Locally I have had the opportunity to look specifically at three industries, which have an interest in burning hazardous waste, a practice that is notorious for potential release of toxic waste into air, soil or water.

Company A is currently doing so, Company B has a license to do so, and Company C is applying for a license to do so.


Based on my review of these local examples my impression is that the Air Standards in this province, which these companies have to meet in order to achieve their objectives, are ineffective.


Thirty five years ago, Dr. Donald Chant, a Canadian scientist who founded Pollution Probe in 1969, and who headed the Ontario Waste Management Corporation in the nineties, warned that without effective control of industrial emissions we would be in the position that we find ourselves today.

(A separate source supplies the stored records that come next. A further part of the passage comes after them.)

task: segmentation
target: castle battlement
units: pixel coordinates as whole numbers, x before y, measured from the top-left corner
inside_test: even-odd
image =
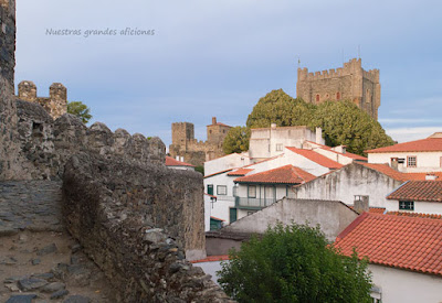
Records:
[[[364,71],[360,58],[352,58],[343,67],[322,72],[298,68],[296,95],[312,104],[350,100],[377,119],[380,106],[379,69]]]
[[[30,80],[19,84],[19,99],[41,105],[53,119],[67,112],[67,88],[61,83],[53,83],[49,97],[36,96],[36,85]]]

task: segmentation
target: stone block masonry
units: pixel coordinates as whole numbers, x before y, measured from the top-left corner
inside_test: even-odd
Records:
[[[296,96],[311,104],[350,100],[377,120],[379,69],[364,71],[360,58],[354,58],[337,69],[308,73],[307,68],[298,68]]]
[[[204,249],[201,177],[87,154],[67,162],[67,228],[122,302],[231,302],[185,259],[182,247]]]
[[[60,118],[67,112],[67,89],[61,83],[54,83],[49,88],[49,98],[36,97],[36,86],[24,80],[19,84],[19,99],[41,105],[53,118]]]

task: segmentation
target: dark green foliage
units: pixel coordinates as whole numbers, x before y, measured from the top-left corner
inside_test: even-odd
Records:
[[[319,106],[294,99],[284,90],[272,90],[249,115],[249,128],[307,126],[322,127],[326,144],[347,145],[352,153],[394,144],[378,121],[350,101],[326,101]]]
[[[308,126],[323,128],[327,145],[347,145],[347,151],[357,154],[394,144],[378,121],[350,101],[320,104]]]
[[[249,150],[250,129],[246,127],[231,128],[222,142],[225,154]]]
[[[91,109],[81,101],[67,102],[67,112],[82,119],[82,122],[85,125],[92,118]]]
[[[271,123],[278,127],[307,126],[315,113],[315,106],[294,99],[284,90],[272,90],[261,98],[249,115],[249,128],[269,128]]]
[[[277,225],[222,263],[219,283],[238,302],[372,302],[367,260],[341,256],[319,228]]]

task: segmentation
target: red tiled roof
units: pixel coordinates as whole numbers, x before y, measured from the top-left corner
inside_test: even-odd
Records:
[[[389,177],[392,177],[398,181],[424,181],[428,174],[433,174],[438,176],[438,180],[442,181],[442,172],[431,172],[431,173],[401,173],[393,169],[391,169],[388,164],[377,164],[377,163],[359,163],[364,166],[376,170]]]
[[[217,218],[217,217],[213,217],[213,216],[210,216],[210,218],[211,218],[211,219],[219,220],[219,221],[225,221],[225,220],[223,220],[223,219],[220,219],[220,218]]]
[[[335,247],[345,256],[355,248],[370,263],[442,277],[442,220],[364,213]]]
[[[375,164],[375,163],[359,163],[366,167],[370,167],[375,171],[378,171],[389,177],[392,177],[398,181],[406,181],[403,173],[400,173],[393,169],[391,169],[388,164]]]
[[[410,180],[410,181],[425,181],[428,174],[435,175],[438,181],[442,181],[442,172],[435,172],[435,173],[404,173],[403,177],[406,180]]]
[[[314,176],[306,171],[293,165],[269,170],[262,173],[246,175],[235,178],[235,183],[272,183],[272,184],[299,184],[314,180]]]
[[[229,169],[229,170],[221,171],[221,172],[218,172],[218,173],[213,173],[213,174],[210,174],[210,175],[204,175],[204,178],[206,178],[206,177],[209,177],[209,176],[214,176],[214,175],[223,174],[223,173],[227,173],[227,172],[230,172],[230,171],[233,171],[233,169]]]
[[[387,198],[442,202],[442,181],[409,181],[392,192]]]
[[[422,140],[394,144],[391,147],[368,150],[366,153],[379,152],[434,152],[442,151],[442,138],[427,138]]]
[[[228,176],[242,176],[242,175],[246,175],[248,173],[250,173],[252,171],[253,171],[252,169],[238,169],[236,171],[228,173]]]
[[[442,219],[442,215],[422,214],[422,213],[410,213],[410,212],[387,212],[387,215],[390,215],[390,216],[417,217],[417,218],[429,218],[429,219]]]
[[[322,149],[325,149],[325,150],[334,152],[334,153],[341,154],[341,155],[347,156],[347,158],[351,158],[351,159],[355,159],[355,160],[361,160],[361,161],[368,161],[367,158],[361,156],[361,155],[356,154],[356,153],[350,153],[350,152],[347,152],[347,151],[346,151],[346,153],[341,153],[341,152],[337,152],[337,151],[333,150],[330,147],[327,147],[327,145],[323,145],[323,144],[319,144],[319,143],[316,143],[316,142],[313,142],[313,141],[308,141],[308,140],[307,140],[307,142],[316,144],[316,145],[320,147]]]
[[[287,150],[301,154],[302,156],[307,158],[308,160],[318,163],[319,165],[324,166],[324,167],[328,167],[328,169],[340,169],[344,165],[339,164],[336,161],[333,161],[330,159],[328,159],[325,155],[322,155],[317,152],[314,152],[312,150],[301,150],[301,149],[296,149],[296,148],[286,148]]]
[[[225,261],[229,260],[228,255],[223,256],[209,256],[206,259],[190,261],[191,263],[204,263],[204,262],[217,262],[217,261]]]
[[[190,166],[194,167],[194,165],[175,160],[171,156],[166,155],[166,166]]]
[[[349,206],[351,209],[355,209],[354,206]],[[383,214],[386,212],[386,207],[370,207],[368,210],[370,214]]]

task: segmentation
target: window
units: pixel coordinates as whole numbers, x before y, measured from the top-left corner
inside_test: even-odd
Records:
[[[213,184],[208,184],[208,194],[213,196]]]
[[[225,185],[217,186],[217,195],[225,196],[227,194],[228,194],[228,186],[225,186]]]
[[[410,155],[407,158],[407,166],[408,167],[417,167],[418,166],[418,160],[415,155]]]
[[[255,185],[249,185],[249,187],[248,187],[248,197],[250,197],[250,198],[255,198],[256,197],[256,186]]]
[[[399,210],[414,210],[414,202],[413,201],[400,201],[399,202]]]

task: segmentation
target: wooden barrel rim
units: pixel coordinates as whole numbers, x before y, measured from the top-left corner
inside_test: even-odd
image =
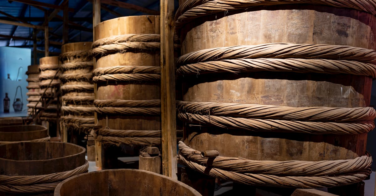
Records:
[[[59,157],[55,158],[19,160],[3,158],[4,156],[7,155],[5,154],[6,153],[6,149],[8,150],[12,147],[20,146],[24,149],[26,145],[29,145],[27,147],[30,147],[31,149],[28,149],[29,151],[27,152],[32,155],[33,153],[35,154],[39,153],[41,149],[40,146],[42,146],[43,145],[45,146],[58,145],[59,149],[64,149],[65,147],[70,149],[62,152],[61,151],[49,152],[50,154],[53,154],[52,153],[54,152],[65,152],[68,154],[63,156],[58,155]],[[37,146],[36,148],[36,146]],[[72,152],[74,148],[77,150]],[[32,150],[37,149],[39,149],[39,152],[36,152],[36,150]],[[46,151],[49,149],[43,150]],[[59,142],[22,142],[0,145],[0,175],[9,176],[41,175],[72,170],[85,164],[85,152],[86,149],[82,146],[71,143]],[[20,153],[18,152],[15,155],[19,156],[19,154]],[[33,169],[30,169],[30,168]]]
[[[188,185],[185,184],[180,181],[178,181],[177,180],[174,180],[174,179],[167,177],[166,176],[164,176],[163,175],[161,175],[158,173],[156,173],[153,172],[149,172],[149,171],[146,171],[145,170],[141,170],[138,169],[106,169],[105,170],[101,170],[100,171],[96,171],[95,172],[93,172],[88,173],[82,173],[81,174],[79,174],[74,176],[68,178],[64,181],[62,181],[58,185],[58,186],[56,187],[55,188],[55,191],[54,193],[54,195],[55,196],[60,196],[61,194],[61,190],[62,190],[62,188],[64,188],[62,187],[64,185],[64,183],[66,183],[70,180],[74,180],[75,179],[79,179],[82,176],[85,176],[85,175],[87,175],[88,178],[86,178],[88,179],[90,179],[89,178],[88,178],[89,175],[91,175],[92,173],[95,173],[99,172],[107,172],[108,173],[110,172],[118,172],[118,173],[124,172],[124,173],[147,173],[148,175],[150,175],[157,176],[161,178],[164,178],[169,180],[172,182],[174,182],[174,183],[178,184],[179,186],[183,187],[184,188],[186,188],[186,190],[188,191],[190,191],[190,193],[192,194],[191,195],[194,195],[199,196],[201,195],[197,191],[193,188],[188,186]],[[82,183],[88,183],[89,181],[83,181]],[[159,188],[159,187],[156,187],[156,188]]]

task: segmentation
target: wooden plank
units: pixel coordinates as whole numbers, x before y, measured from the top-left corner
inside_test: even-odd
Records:
[[[112,6],[116,6],[120,8],[123,8],[132,10],[135,10],[138,12],[149,14],[153,15],[159,15],[159,12],[156,10],[148,9],[145,8],[138,6],[133,4],[123,2],[115,1],[114,0],[102,0],[102,3],[108,4]]]
[[[7,13],[5,12],[3,12],[2,11],[0,11],[0,14],[2,14],[3,15],[6,16],[7,17],[8,17],[9,18],[12,18],[12,19],[13,20],[16,20],[17,21],[18,21],[18,22],[21,22],[21,23],[23,23],[27,24],[30,24],[29,23],[26,22],[26,21],[25,21],[24,20],[23,20],[22,19],[21,19],[20,18],[18,18],[18,17],[14,17],[14,16],[13,16],[10,15],[10,14],[8,14]]]
[[[6,24],[10,24],[11,25],[15,25],[16,26],[21,26],[22,27],[32,28],[33,29],[38,29],[44,30],[44,27],[43,26],[34,25],[33,24],[30,24],[23,23],[18,23],[18,22],[15,22],[14,21],[0,20],[0,23]]]
[[[43,3],[42,2],[37,2],[36,1],[33,1],[32,0],[12,0],[11,1],[9,1],[11,2],[18,2],[18,3],[24,3],[25,4],[27,4],[28,5],[32,5],[33,6],[38,6],[44,7],[45,8],[51,8],[53,9],[57,9],[60,10],[63,10],[64,9],[64,8],[63,6],[60,6],[59,5],[55,5],[54,4],[50,4],[49,3]],[[68,9],[68,11],[70,12],[74,12],[74,9],[73,8],[69,8]]]
[[[174,0],[161,1],[161,102],[164,175],[177,179]]]
[[[93,39],[94,39],[94,27],[100,23],[100,0],[94,0],[93,1]],[[94,58],[94,69],[96,68],[96,60]],[[97,99],[97,84],[94,83],[94,96]],[[94,121],[95,125],[98,124],[98,118],[97,112],[94,112]],[[95,140],[96,164],[97,167],[102,167],[102,144],[100,142]]]
[[[11,35],[0,35],[0,37],[12,38],[13,39],[23,39],[24,40],[33,40],[32,38],[25,38],[24,37],[18,37],[18,36],[12,36]]]

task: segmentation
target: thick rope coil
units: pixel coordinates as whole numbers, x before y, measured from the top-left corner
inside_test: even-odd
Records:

His predictions have proved all too correct. Indeed, things seem to bad getting worse


The yellow dome of smog over the City of Toronto is a new summer spectacle.


The Canadian Environmental Protection Act regulates relatively few chemicals.

· Environment Canada is creating the Chemical Sector Sustainability Table to advise the department on regulation of chemicals. The CSST will be co-chaired by Industry Canada and the chair of Imperial Oil. The conflict of interest here is obvious.

· Ontario Ministry of Environment Air Standards, by the MoE's own description and by that of the Environmental Commissioner of Ontario, are 30 years out of date. An updating process which is to take into consideration human health effects of air pollution has been under way for 10 years now.

· One response by the Ontario MoE has been their proposal for a more elaborate Smog Index.

· The Organization for Economic Development (OED) identifies Canada as one of the worst polluters in the industrialized world.






To conclude, five important reports, from Toronto Public Health, the OMA, the CCO, the IJC, and the CEC all appeared in June 2005.


These reports clearly indicate the important impact that air pollution is having on the health of citizens in Hastings Prince Edward, in the Province of Ontario, in the Great Lakes Basin, and in North America at large.


The release of one billion kilograms of chemicals annually by Canadian industry into the Great lakes Basin is obviously completely unacceptable.


There has been a very clear failure by both countries to control industrial air pollution. In Canada, that is the responsibility of the federal and the provincial governments. The result is a clear and significant negative impact on public health. People are dying.


Madam Minister, you are a physician and the federal minister responsible for public health in this country. 1 respectfully submit for your consideration that in the matter of air quality and air pollution, there is a great deal of work to be done for the protection of the public health, and that you are well positioned to facilitate this.


It is well known, and 1 have heard corporate industrial engineers make the statement, that profitable industries can effectively control their poisonous discharges, but that they will only do so when regulations require mandatory compliance.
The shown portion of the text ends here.